Machine deletion process

Machine deletions occur in various cases, for example:

Control plane (e.g. KCP) or MachineDeployment rollouts
Scale downs of MachineDeployments / MachineSets
Machine remediations
Machine deletions (e.g. kubectl delete machine)

This page describes how Cluster API deletes Machines.

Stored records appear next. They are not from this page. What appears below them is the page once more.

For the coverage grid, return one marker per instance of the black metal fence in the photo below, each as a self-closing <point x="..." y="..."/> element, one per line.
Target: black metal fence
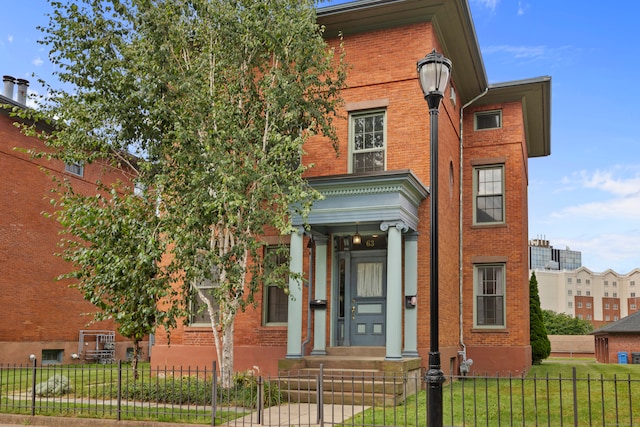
<point x="314" y="397"/>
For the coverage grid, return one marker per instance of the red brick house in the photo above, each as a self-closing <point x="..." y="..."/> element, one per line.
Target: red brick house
<point x="39" y="315"/>
<point x="366" y="256"/>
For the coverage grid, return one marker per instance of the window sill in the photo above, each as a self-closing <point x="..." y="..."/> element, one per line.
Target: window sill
<point x="489" y="225"/>
<point x="481" y="330"/>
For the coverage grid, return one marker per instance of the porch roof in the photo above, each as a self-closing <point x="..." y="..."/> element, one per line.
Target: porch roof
<point x="371" y="198"/>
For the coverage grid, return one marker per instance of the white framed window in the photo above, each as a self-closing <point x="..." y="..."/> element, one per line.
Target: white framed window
<point x="74" y="168"/>
<point x="488" y="120"/>
<point x="488" y="197"/>
<point x="275" y="299"/>
<point x="199" y="313"/>
<point x="52" y="357"/>
<point x="367" y="141"/>
<point x="489" y="302"/>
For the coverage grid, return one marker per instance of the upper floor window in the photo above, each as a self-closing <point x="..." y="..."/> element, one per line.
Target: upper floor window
<point x="367" y="141"/>
<point x="489" y="194"/>
<point x="488" y="120"/>
<point x="74" y="168"/>
<point x="276" y="300"/>
<point x="204" y="302"/>
<point x="490" y="295"/>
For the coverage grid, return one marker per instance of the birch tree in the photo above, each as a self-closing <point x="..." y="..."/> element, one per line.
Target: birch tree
<point x="217" y="99"/>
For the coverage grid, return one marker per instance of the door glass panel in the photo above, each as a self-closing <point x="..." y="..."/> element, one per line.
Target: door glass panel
<point x="369" y="279"/>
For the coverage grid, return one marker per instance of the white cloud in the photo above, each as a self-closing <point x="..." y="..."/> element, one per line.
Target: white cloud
<point x="490" y="4"/>
<point x="621" y="188"/>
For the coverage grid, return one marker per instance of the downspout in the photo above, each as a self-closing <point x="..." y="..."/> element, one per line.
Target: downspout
<point x="466" y="363"/>
<point x="311" y="245"/>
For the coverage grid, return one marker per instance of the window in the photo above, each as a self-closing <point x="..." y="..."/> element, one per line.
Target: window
<point x="200" y="315"/>
<point x="490" y="295"/>
<point x="275" y="308"/>
<point x="489" y="192"/>
<point x="74" y="168"/>
<point x="488" y="120"/>
<point x="51" y="357"/>
<point x="368" y="142"/>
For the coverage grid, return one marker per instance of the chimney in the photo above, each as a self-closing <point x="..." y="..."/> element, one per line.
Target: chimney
<point x="8" y="86"/>
<point x="22" y="91"/>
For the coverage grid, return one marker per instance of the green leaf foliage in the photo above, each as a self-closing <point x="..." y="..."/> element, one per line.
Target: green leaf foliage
<point x="540" y="344"/>
<point x="209" y="105"/>
<point x="564" y="324"/>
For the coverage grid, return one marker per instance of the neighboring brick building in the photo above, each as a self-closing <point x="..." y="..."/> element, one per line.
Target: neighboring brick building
<point x="619" y="341"/>
<point x="39" y="315"/>
<point x="367" y="251"/>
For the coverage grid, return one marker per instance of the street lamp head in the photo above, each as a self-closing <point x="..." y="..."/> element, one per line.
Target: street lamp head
<point x="434" y="71"/>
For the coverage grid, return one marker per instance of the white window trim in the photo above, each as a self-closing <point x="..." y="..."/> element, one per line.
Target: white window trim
<point x="486" y="113"/>
<point x="265" y="302"/>
<point x="356" y="114"/>
<point x="475" y="296"/>
<point x="475" y="195"/>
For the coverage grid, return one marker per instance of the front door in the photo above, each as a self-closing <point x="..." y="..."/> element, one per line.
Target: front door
<point x="368" y="287"/>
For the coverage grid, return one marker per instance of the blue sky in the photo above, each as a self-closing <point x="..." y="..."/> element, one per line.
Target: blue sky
<point x="586" y="195"/>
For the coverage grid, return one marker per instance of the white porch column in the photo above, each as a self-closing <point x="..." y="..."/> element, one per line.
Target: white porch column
<point x="394" y="288"/>
<point x="320" y="294"/>
<point x="294" y="320"/>
<point x="411" y="290"/>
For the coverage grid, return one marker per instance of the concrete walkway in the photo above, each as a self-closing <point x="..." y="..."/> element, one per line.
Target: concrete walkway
<point x="302" y="414"/>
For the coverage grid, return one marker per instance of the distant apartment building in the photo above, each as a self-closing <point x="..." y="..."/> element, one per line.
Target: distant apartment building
<point x="600" y="298"/>
<point x="543" y="256"/>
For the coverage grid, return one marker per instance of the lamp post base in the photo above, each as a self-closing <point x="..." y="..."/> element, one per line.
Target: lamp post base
<point x="434" y="379"/>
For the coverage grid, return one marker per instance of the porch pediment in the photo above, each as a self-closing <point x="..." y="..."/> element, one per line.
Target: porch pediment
<point x="386" y="196"/>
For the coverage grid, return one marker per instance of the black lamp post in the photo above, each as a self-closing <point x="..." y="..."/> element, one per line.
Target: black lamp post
<point x="433" y="71"/>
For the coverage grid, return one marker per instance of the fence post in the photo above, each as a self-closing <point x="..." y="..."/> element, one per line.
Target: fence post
<point x="214" y="393"/>
<point x="575" y="397"/>
<point x="320" y="396"/>
<point x="33" y="387"/>
<point x="259" y="404"/>
<point x="119" y="398"/>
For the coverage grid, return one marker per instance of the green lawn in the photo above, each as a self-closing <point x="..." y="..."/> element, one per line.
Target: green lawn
<point x="544" y="397"/>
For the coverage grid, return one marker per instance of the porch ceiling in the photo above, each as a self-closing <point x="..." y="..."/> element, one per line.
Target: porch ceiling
<point x="350" y="199"/>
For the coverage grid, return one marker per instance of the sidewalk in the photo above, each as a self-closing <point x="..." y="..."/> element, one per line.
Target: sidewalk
<point x="302" y="414"/>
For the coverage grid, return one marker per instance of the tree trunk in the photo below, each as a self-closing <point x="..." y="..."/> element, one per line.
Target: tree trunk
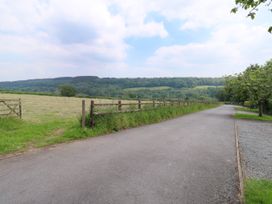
<point x="260" y="108"/>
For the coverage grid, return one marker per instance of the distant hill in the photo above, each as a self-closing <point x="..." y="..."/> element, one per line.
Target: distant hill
<point x="93" y="86"/>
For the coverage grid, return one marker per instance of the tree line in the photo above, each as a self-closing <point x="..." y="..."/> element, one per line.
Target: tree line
<point x="253" y="87"/>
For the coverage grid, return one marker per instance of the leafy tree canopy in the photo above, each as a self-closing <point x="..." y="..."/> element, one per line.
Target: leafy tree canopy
<point x="253" y="7"/>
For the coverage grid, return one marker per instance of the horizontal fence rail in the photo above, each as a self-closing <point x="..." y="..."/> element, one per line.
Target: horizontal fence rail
<point x="125" y="107"/>
<point x="10" y="107"/>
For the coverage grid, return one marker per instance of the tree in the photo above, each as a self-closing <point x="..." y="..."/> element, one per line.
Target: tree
<point x="254" y="85"/>
<point x="253" y="7"/>
<point x="67" y="90"/>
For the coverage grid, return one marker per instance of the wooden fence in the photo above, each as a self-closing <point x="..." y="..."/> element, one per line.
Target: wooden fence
<point x="123" y="107"/>
<point x="11" y="107"/>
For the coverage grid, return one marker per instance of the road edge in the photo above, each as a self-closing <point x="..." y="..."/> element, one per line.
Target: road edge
<point x="239" y="164"/>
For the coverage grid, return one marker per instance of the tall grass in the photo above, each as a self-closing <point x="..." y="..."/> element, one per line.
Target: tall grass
<point x="19" y="135"/>
<point x="118" y="121"/>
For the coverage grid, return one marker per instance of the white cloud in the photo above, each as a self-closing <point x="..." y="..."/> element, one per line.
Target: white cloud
<point x="42" y="38"/>
<point x="229" y="50"/>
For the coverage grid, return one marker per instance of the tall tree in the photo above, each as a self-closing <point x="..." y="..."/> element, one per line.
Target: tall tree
<point x="253" y="7"/>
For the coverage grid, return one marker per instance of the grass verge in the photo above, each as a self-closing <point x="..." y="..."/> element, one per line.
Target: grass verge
<point x="245" y="109"/>
<point x="258" y="191"/>
<point x="253" y="117"/>
<point x="17" y="135"/>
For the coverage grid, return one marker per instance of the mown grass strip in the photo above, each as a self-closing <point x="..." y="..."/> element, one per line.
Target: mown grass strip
<point x="253" y="117"/>
<point x="17" y="135"/>
<point x="245" y="109"/>
<point x="258" y="191"/>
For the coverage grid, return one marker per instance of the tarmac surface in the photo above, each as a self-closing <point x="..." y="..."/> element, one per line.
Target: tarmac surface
<point x="190" y="159"/>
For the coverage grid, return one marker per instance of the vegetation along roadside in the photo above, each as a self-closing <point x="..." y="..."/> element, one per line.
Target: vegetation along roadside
<point x="50" y="127"/>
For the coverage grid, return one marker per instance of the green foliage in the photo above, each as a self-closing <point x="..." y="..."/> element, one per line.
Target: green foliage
<point x="18" y="135"/>
<point x="245" y="109"/>
<point x="67" y="90"/>
<point x="118" y="121"/>
<point x="253" y="117"/>
<point x="253" y="7"/>
<point x="253" y="86"/>
<point x="258" y="191"/>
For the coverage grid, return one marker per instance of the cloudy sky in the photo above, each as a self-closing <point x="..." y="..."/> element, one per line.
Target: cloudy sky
<point x="128" y="38"/>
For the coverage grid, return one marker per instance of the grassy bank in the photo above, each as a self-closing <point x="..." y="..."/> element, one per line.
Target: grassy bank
<point x="258" y="191"/>
<point x="17" y="135"/>
<point x="245" y="109"/>
<point x="253" y="117"/>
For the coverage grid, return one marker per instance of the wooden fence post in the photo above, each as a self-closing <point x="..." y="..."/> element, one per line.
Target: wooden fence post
<point x="20" y="108"/>
<point x="92" y="114"/>
<point x="119" y="105"/>
<point x="83" y="119"/>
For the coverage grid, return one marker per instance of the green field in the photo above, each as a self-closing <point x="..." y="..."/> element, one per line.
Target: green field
<point x="206" y="87"/>
<point x="49" y="120"/>
<point x="258" y="191"/>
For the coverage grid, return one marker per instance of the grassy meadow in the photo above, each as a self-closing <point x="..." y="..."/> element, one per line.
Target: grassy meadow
<point x="258" y="191"/>
<point x="49" y="120"/>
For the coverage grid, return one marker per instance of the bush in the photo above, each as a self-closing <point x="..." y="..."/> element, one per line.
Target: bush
<point x="117" y="121"/>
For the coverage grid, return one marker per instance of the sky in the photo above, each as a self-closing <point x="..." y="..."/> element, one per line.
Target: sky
<point x="128" y="38"/>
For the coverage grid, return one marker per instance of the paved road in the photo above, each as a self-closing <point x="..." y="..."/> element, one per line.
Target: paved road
<point x="186" y="160"/>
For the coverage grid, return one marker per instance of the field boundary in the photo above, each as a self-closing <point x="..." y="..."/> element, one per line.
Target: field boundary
<point x="127" y="107"/>
<point x="9" y="107"/>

Machine deletion can be broken down into the following phases:

Machine deletion is triggered (i.e. the metadata.deletionTimestamp is set)
Machine controller waits until all pre-drain hooks succeeded, if any are registered
- Pre-drain hooks can be registered by adding annotations with the pre-drain.delete.hook.machine.cluster.x-k8s.io prefix to the Machine object
Machine controller checks if the Machine should be drained, drain is skipped if:
- The Machine has the machine.cluster.x-k8s.io/exclude-node-draining annotation
- The Machine.spec.nodeDrainTimeout field is set and already expired (unset or 0 means no timeout)
- The Machine is owned by a KubeadmControlPlane and the pre-terminate hook has been already removed
If the Machine should be drained, the Machine controller evicts all relevant Pods from the Node (see details in Node drain)
Machine controller checks if we should wait until all volumes are detached, this is skipped if:
- The Machine has the machine.cluster.x-k8s.io/exclude-wait-for-node-volume-detach annotation
- The Machine.spec.nodeVolumeDetachTimeout field is set and already expired (unset or 0 means no timeout)
- The Machine is owned by a KubeadmControlPlane and the pre-terminate hook has been already removed
If we should wait for volume detach, the Machine controller waits until Node.status.volumesAttached is empty and there are no more VolumeAttachment objects that indicate that there are still volumes attached to the Node
- Typically the volumes are getting detached by CSI after the corresponding Pods have been evicted during drain
Machine controller waits until all pre-terminate hooks succeeded, if any are registered
- Pre-terminate hooks can be registered by adding annotations with the pre-terminate.delete.hook.machine.cluster.x-k8s.io prefix to the Machine object
Machine controller deletes the InfrastructureMachine object (e.g. DockerMachine) of the Machine and waits until it is gone
Machine controller deletes the BootstrapConfig object (e.g. KubeadmConfig) of the machine and waits until it is gone
Machine controller deletes the Node object in the workload cluster
- Node deletion will be retried until either the Node object is gone or Machine.spec.nodeDeletionTimeout is expired (0 means no timeout, but the field defaults to 10s)
- Note: Nodes are usually also deleted by cloud controller managers, which is why Cluster API per default only tries to delete Nodes for 10s.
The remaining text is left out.